The skill wires a slack-go client to either Socket Mode (WebSocket) or the Events API (HTTP webhooks). It reads incoming envelopes or HTTP requests, acknowledges events, dispatches handlers for event types (message, app_mention, reaction, etc.), and responds via the Slack Web API. It includes patterns for interactive components (buttons, modals), slash commands, graceful shutdown, and error handling.

When to use it

  • Building interactive Slack bots that must respond in real time
  • Running a Slack app on localhost or behind a firewall (use Socket Mode)
  • Deploying to production with a public HTTPS endpoint (use Events API)
  • Handling button clicks, modal submissions, reactions, or slash commands
  • Creating event-driven automations that react to workspace activity

Best practices

  • Acknowledge incoming events immediately to avoid timeouts
  • Filter out bot-generated messages to prevent loops
  • Run long-running work in goroutines to avoid blocking handlers
  • Verify Events API request signatures in HTTP handlers
  • Implement reconnection and error handling for Socket Mode clients
  • Use graceful shutdown with context cancellation to stop cleanly

Example use cases

  • A helpdesk bot that replies to app mentions and opens modals for ticket details
  • CI/CD approval workflow that uses button actions to approve or reject deployments
  • Feedback collector that opens a modal, processes submission, and stores results
  • Monitoring bot that reacts to keywords and posts status updates in channels
  • Slash-command driven utilities like /deploy or /status with immediate or delayed responses

FAQ

When should I choose Socket Mode over the Events API?

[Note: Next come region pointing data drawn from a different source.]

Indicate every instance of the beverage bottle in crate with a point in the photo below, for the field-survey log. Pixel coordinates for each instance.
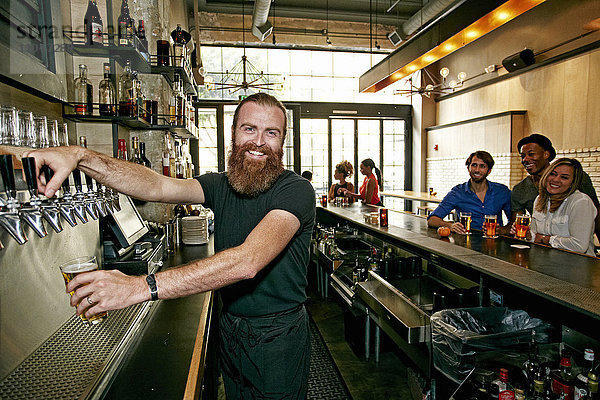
(581, 381)
(563, 380)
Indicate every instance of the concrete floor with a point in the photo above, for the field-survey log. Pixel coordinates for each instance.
(365, 379)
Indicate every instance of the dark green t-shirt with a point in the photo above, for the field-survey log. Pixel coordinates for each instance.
(525, 192)
(281, 285)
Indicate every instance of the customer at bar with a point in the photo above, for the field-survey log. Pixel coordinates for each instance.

Choose Socket Mode when your app cannot expose a public HTTPS endpoint (local development, firewalled environments) or when you prefer a single websocket connection. Use Events API when you have a reliable public endpoint and webhook-based architecture.

How do I avoid duplicate or looping responses?

Ignore events originating from your bot (check BotID), acknowledge events promptly, and design idempotent handlers for retries or repeated deliveries.